Inverting Hessian matrix I need to invert a Hessian matrix to calculate the covariance matrix. The matrices are fairly large, typical sizes are (300x300), or values of that order. In general, the Hessian is very ill-conditioned. The covariance matrix (in this case, the inverse of the Hessian) will have a blocky structure (blocks of elements around the main diagonal). I have tried to do an SVD of the Hessian, and invert it, but I am at a loss of where to cut the singular values. If I cut very early, I have what looks like a smoothed version of the covariances. If I cut too lates, it's just noise.
All my "clever" :) processing is to truncate the svd at some level, reconstruct the truncated Hessian and invert it.
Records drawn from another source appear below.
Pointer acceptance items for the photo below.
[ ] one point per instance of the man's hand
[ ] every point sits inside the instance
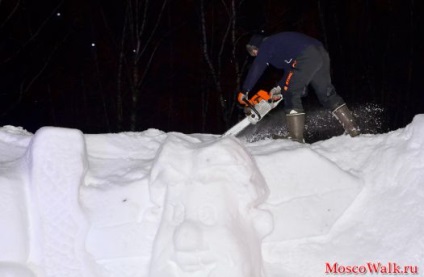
(275, 93)
(242, 98)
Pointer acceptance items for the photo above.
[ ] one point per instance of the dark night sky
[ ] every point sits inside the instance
(51, 75)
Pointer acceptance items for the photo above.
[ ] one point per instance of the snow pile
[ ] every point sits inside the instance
(169, 204)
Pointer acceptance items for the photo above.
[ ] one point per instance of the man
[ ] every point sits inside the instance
(304, 61)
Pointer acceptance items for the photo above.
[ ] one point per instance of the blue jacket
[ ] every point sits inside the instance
(278, 50)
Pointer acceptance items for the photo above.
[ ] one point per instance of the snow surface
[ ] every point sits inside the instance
(169, 204)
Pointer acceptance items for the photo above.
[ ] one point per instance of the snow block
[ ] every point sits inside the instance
(13, 212)
(57, 160)
(211, 225)
(300, 205)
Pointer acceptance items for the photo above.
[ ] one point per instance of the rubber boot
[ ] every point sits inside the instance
(296, 126)
(345, 117)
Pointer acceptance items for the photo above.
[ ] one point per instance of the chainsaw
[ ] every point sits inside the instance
(259, 105)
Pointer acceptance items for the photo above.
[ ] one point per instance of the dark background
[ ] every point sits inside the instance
(176, 65)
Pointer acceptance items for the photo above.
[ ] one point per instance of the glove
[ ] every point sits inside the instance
(242, 98)
(275, 93)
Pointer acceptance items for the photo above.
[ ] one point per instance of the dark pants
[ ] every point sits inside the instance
(311, 67)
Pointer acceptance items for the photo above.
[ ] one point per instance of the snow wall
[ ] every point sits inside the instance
(169, 204)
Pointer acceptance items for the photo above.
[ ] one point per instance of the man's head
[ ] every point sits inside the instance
(253, 46)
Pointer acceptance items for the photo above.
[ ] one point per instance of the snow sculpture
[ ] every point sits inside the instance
(210, 227)
(58, 225)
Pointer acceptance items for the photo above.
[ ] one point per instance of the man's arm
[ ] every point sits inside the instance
(255, 72)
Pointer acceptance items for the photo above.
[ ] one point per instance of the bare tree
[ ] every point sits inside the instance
(137, 51)
(213, 45)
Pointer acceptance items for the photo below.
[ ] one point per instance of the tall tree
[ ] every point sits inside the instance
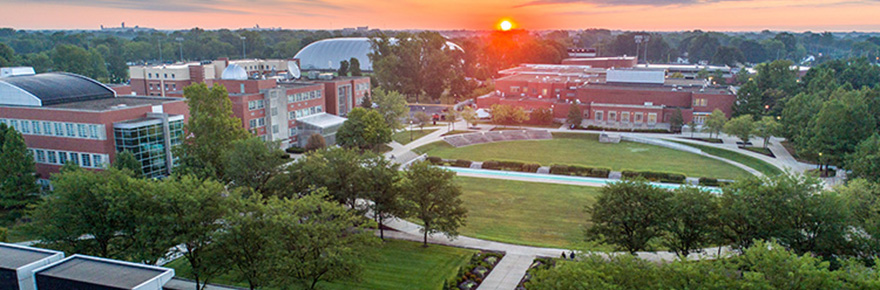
(18, 177)
(364, 129)
(627, 214)
(435, 199)
(391, 105)
(125, 160)
(212, 128)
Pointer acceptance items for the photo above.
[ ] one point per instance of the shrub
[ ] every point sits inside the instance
(532, 167)
(664, 177)
(434, 160)
(295, 150)
(462, 163)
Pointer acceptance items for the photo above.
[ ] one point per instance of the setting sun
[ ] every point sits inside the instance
(506, 25)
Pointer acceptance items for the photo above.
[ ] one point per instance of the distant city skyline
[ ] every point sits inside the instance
(660, 15)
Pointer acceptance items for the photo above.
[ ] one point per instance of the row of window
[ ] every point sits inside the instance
(255, 105)
(299, 97)
(158, 87)
(625, 117)
(150, 75)
(48, 128)
(293, 115)
(61, 157)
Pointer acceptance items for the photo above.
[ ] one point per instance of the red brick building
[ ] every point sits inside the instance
(70, 118)
(630, 98)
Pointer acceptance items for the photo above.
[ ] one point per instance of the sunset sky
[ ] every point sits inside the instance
(662, 15)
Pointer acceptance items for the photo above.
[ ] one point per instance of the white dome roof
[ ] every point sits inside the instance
(234, 72)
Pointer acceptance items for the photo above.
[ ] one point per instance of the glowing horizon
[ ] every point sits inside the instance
(662, 15)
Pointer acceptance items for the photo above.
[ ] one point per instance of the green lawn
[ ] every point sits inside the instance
(585, 149)
(399, 265)
(754, 163)
(526, 213)
(403, 137)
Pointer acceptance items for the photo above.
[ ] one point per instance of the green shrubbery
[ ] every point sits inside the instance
(575, 170)
(664, 177)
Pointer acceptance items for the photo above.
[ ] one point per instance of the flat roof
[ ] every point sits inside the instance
(115, 103)
(15, 257)
(102, 272)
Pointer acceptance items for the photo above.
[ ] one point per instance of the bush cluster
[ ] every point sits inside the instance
(575, 170)
(664, 177)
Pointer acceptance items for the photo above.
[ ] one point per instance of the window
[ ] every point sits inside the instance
(81, 129)
(59, 129)
(41, 156)
(93, 131)
(52, 157)
(71, 132)
(98, 160)
(86, 160)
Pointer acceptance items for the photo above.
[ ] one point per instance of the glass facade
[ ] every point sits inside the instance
(147, 143)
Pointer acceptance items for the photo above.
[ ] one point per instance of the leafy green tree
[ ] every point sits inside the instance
(469, 116)
(743, 127)
(628, 214)
(343, 68)
(355, 67)
(575, 115)
(767, 127)
(391, 105)
(434, 199)
(422, 118)
(212, 128)
(715, 122)
(18, 178)
(865, 161)
(315, 142)
(317, 240)
(252, 163)
(125, 160)
(692, 220)
(364, 129)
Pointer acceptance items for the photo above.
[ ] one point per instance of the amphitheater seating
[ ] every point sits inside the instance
(461, 140)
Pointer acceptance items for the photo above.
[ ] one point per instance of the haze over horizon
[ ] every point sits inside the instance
(662, 15)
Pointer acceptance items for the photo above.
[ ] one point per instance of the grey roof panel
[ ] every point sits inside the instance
(59, 88)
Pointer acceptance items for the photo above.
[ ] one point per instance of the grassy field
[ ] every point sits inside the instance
(526, 213)
(399, 265)
(754, 163)
(403, 137)
(585, 149)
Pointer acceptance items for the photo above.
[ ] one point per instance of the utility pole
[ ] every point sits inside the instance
(243, 48)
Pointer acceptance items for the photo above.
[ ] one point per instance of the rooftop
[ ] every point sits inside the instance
(15, 257)
(104, 272)
(115, 103)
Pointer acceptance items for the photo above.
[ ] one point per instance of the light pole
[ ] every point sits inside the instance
(243, 48)
(180, 42)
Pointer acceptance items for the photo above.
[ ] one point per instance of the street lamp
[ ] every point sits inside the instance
(180, 42)
(243, 47)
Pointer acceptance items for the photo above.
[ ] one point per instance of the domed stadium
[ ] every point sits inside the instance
(326, 54)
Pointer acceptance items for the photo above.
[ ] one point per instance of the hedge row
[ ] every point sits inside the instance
(511, 166)
(575, 170)
(656, 176)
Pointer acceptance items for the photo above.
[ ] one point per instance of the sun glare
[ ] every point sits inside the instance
(506, 25)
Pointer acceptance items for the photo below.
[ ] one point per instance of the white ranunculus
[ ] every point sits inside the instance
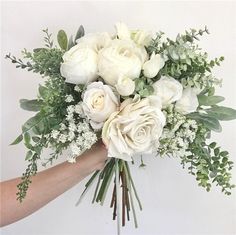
(168, 89)
(135, 129)
(122, 31)
(141, 37)
(153, 66)
(120, 58)
(125, 86)
(99, 102)
(95, 41)
(79, 65)
(188, 103)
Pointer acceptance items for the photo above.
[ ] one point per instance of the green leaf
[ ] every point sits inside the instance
(31, 105)
(35, 139)
(209, 100)
(222, 113)
(209, 122)
(29, 155)
(62, 40)
(70, 43)
(43, 91)
(17, 140)
(32, 122)
(80, 32)
(36, 50)
(27, 138)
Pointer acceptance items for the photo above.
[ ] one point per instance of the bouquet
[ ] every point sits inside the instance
(137, 92)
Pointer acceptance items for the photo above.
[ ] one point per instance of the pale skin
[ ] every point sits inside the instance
(48, 184)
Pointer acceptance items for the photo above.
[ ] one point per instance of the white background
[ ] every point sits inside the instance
(172, 201)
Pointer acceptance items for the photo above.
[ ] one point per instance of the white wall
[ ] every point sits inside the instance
(173, 203)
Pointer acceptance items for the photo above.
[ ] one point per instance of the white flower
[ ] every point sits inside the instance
(79, 65)
(69, 98)
(168, 89)
(122, 31)
(125, 86)
(79, 109)
(62, 138)
(120, 58)
(135, 129)
(153, 66)
(55, 134)
(99, 102)
(77, 88)
(95, 41)
(141, 37)
(188, 102)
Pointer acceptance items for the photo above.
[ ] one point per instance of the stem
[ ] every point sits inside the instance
(133, 186)
(117, 171)
(130, 194)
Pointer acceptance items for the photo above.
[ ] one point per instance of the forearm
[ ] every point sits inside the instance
(46, 186)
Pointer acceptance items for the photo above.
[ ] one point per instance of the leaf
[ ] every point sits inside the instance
(209, 100)
(222, 113)
(62, 40)
(17, 140)
(35, 139)
(36, 50)
(209, 122)
(70, 43)
(32, 122)
(80, 33)
(31, 105)
(27, 138)
(29, 155)
(43, 91)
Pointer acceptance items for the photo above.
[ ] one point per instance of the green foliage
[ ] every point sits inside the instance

I don't know whether there are any more robust ways of going about this, and that do not involve trial and error in terms of truncating the matrix.
Thanks
 A: You're really asking the wrong question here...
Let's back up a bit.  You're attempting to estimate some parameters here, either by a maximum likelihood method or more likely by $\chi^2$ minimization, right?  Normally, after you've completed the $\chi^2$ minimization, you take the Hessian of $\chi^2$ at the optimal parameters, and then use its inverse as a covariance matrix for the fitted parameters, right?  However, you've found that your Hessian matrix is essentially singular, right?  
So what does this mean?  
First, the fact that the Hessian is essentially singular tells you that the $\chi^2$ minimization problem is ill-conditioned in the sense that many different sets of parameters fit the data equally well.  This presents problems for whatever algorithm you used to perform the $\chi^2$ minimization, and it's likely in practice that you haven't got a very good minimum.  
More importantly, the fact that the $\chi^2$ minimization problem is ill-conditioned tells you that the experiment you conducted really doesn't pin down the values of the parameters that you're trying to estimate.  
It's important to understand that the problem you have here is not one of numerical computing, but that it is in fact a significant statistical issue.  What you really need to do here is redesign your experiment so that it will provide you with useful information about the parameters that you're trying to estimate. 
Trying to kludge together some sort of approximate covariance matrix by using the truncated SVD is simply the wrong way to approach this problem.  What will go wrong?  By truncating the SVD, you'll end up with confidence intervals for the fitted parameters that are overly tight.